A Suprema Corte da Virgínia decide sobre novos mapas do Congresso
O senador Mark Warner, D-VA, chega ao Centro de Visitantes do Capitólio para um briefing sobre o Irã na terça-feira, 24 de fevereiro de 2026. (Tom Williams/CQ-Roll Call, Inc.)
O tribunal decidiu que o esforço de redistritamento não cumpriu os requisitos da emenda constitucional da Virgínia, interrompendo um plano que os democratas esperavam que ajudasse a inverter vários assentos ocupados pelo Partido Republicano enquanto os dois partidos lutam pelo controlo da Câmara.

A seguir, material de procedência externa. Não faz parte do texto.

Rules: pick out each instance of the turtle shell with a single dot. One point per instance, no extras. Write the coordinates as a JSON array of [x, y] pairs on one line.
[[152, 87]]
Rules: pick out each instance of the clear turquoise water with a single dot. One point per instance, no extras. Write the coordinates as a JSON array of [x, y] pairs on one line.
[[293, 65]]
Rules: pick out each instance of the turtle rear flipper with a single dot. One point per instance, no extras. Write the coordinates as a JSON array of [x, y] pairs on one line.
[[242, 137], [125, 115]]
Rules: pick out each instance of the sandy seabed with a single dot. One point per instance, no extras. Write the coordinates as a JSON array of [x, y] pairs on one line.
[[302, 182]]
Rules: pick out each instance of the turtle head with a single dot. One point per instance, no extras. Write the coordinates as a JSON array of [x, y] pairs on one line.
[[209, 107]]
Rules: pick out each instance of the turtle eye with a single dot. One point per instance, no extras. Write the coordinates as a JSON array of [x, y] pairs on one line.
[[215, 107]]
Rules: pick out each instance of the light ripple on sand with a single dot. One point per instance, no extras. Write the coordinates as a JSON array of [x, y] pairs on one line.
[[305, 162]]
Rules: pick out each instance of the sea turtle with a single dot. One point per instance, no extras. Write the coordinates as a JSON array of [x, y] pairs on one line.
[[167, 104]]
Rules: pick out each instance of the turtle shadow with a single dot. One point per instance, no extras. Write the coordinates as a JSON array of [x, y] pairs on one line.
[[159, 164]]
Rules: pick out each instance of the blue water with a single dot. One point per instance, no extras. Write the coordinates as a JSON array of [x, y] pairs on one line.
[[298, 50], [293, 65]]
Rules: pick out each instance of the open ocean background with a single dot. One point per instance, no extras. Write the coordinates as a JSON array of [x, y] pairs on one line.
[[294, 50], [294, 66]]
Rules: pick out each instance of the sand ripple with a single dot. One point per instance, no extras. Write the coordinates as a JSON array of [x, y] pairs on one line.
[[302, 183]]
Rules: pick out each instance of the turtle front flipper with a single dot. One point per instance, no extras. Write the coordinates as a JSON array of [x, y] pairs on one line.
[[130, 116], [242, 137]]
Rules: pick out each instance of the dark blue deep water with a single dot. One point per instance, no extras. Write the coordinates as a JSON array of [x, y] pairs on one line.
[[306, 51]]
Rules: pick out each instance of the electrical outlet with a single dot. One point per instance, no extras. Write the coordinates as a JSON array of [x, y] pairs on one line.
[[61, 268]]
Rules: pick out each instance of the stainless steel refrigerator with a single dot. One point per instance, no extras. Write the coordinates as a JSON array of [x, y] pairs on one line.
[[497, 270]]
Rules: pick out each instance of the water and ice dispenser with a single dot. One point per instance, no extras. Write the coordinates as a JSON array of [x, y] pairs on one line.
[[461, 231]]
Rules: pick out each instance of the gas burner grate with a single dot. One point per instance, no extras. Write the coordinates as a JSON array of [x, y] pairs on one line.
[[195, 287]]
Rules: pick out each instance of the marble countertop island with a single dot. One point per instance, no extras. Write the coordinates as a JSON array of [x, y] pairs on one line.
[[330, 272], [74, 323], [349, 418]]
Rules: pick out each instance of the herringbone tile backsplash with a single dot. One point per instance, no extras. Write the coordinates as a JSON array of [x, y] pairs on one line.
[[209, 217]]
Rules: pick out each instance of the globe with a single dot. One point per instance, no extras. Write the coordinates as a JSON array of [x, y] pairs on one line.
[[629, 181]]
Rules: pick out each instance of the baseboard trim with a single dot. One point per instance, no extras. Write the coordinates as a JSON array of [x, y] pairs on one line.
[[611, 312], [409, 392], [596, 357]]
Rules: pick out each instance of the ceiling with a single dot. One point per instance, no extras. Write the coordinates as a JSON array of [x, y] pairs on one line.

A emenda aprovada em 2020 estabeleceu diretrizes mais rígidas para a elaboração e aprovação de mapas pelo Congresso. Também incluía limitações sobre a forma como a influência política poderia moldar os limites distritais – uma questão fundamental citada pelo tribunal.
“Não vou duvidar que a maioria dos virginianos votou a favor”, disse Warner.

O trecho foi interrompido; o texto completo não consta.